Each time you select the data from such a view, the query underneath will be executed. If the query takes a long time to execute, a materialized view might be used.

CREATE MATERIALIZED VIEW my_view AS SELECT (...) ;

This view is populated with data at the time of creation, therefore there is no need to run the time consuming query each time you access the data. However, each time the data changes, the view needs to be refreshed manually with REFRESH MATERIALIZED VIEW my_view query. The materialized view is especially useful when your data changes infrequently and predictably. A perfect use case is an ETL process - the refresh query might be run as a part of it.

As Redshift is based on PostgreSQL, one might expect Redshift to have materialized views. Unfortunately, Redshift does not implement this feature. Regular views in Redshift have two main disadvantages:

  • the Redshift query planner does not optimize through views; therefore fetching data from a view instead of running the query directly may actually be slower,
  • the views in Redshift are connected to the table (not just its name), so you will encounter errors while altering the table; using WITH NO SCHEMA BINDING clause tells Redshift not to bound to the underlying database objects.

Instead of using a view, we can create a table basing on a query (and drop and recreate it each time). As it is a regular table, it’s possible to define sort keys to further improve the performance.

The ease of data refresh might be reckoned as an advantage of a materialized view. To achieve a similar behaviour with table, we can use a regular view to actually store the query. The downside of such a solution is that inserting data into the table through the view will take longer than with the query. Recreating a table with data through a view could be as simple as the two following statements wrapped into a transaction block:

BEGIN TRANSACTION;
DROP TABLE my_view_table;
CREATE TABLE my_view_table AS SELECT * FROM my_view;
COMMIT TRANSACTION;

This piece of code has two main issues:

  • DROP command in transaction puts a LOCK on the table, so other processes will need to wait, when trying to access the data; moreover, if you commit the transaction, the process awaiting will receive an error like table 1234556 dropped by concurrent transaction,
  • any sort key added to the table will be lost.

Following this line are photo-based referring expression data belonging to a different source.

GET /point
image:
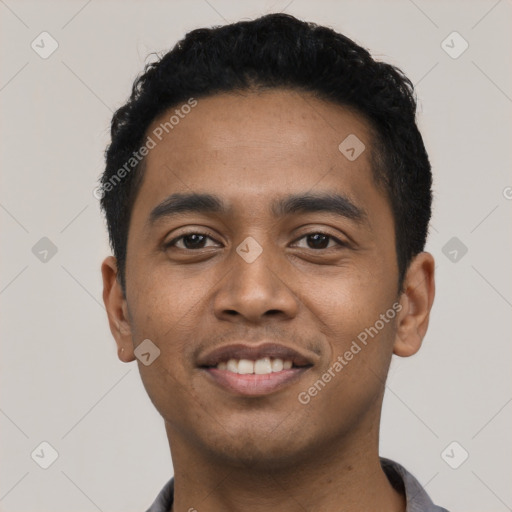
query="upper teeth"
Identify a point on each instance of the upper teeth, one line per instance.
(259, 367)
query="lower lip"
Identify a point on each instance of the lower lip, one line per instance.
(252, 384)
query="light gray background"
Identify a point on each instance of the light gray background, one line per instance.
(61, 381)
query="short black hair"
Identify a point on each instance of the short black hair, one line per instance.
(278, 51)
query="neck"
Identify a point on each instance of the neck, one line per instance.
(341, 477)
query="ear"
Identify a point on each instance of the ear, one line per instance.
(416, 300)
(117, 310)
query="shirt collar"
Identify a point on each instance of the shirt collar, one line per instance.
(417, 498)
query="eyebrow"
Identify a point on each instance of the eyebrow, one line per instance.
(337, 204)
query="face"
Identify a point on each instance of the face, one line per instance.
(288, 259)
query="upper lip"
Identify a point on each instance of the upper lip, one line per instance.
(254, 352)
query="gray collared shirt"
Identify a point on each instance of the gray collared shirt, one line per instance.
(417, 499)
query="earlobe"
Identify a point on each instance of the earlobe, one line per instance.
(117, 310)
(416, 301)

Deleting all data from the table, although seems easy to implement, requires VACUUM and ANALYZE which might be quite long. A faster alternative to an unqualified DELETE is TRUNCATE. However, it commits the transaction in which it is run and cannot be rolled back. Another way is to use the CREATE TABLE ... LIKE statement to create an intermediate table. This statement copies column names, data types and NOT NULL constraints. Tables created with the LIKE option also inherit distribution style and sort keys (but do not inherit primary and foreign key constraints).

BEGIN TRANSACTION;
CREATE TABLE my_view_table_new LIKE my_view_table;
INSERT INTO my_view_table_new SELECT * FROM my_view;
ALTER TABLE RENAME my_view_table TO my_view_table_old;
ALTER TABLE RENAME my_view_table_new TO my_view_table;
DROP TABLE my_view_table_old;
COMMIT;
END TRANSACTION;

To see the code of the query used to create the view you can log into the database with psql and run \d+ my_view.

Redshift does not implement materialized views, but it is quite straightforward to simulate a similar behaviour. The only question to ask is if we need the data refresh to be rather simpler or faster.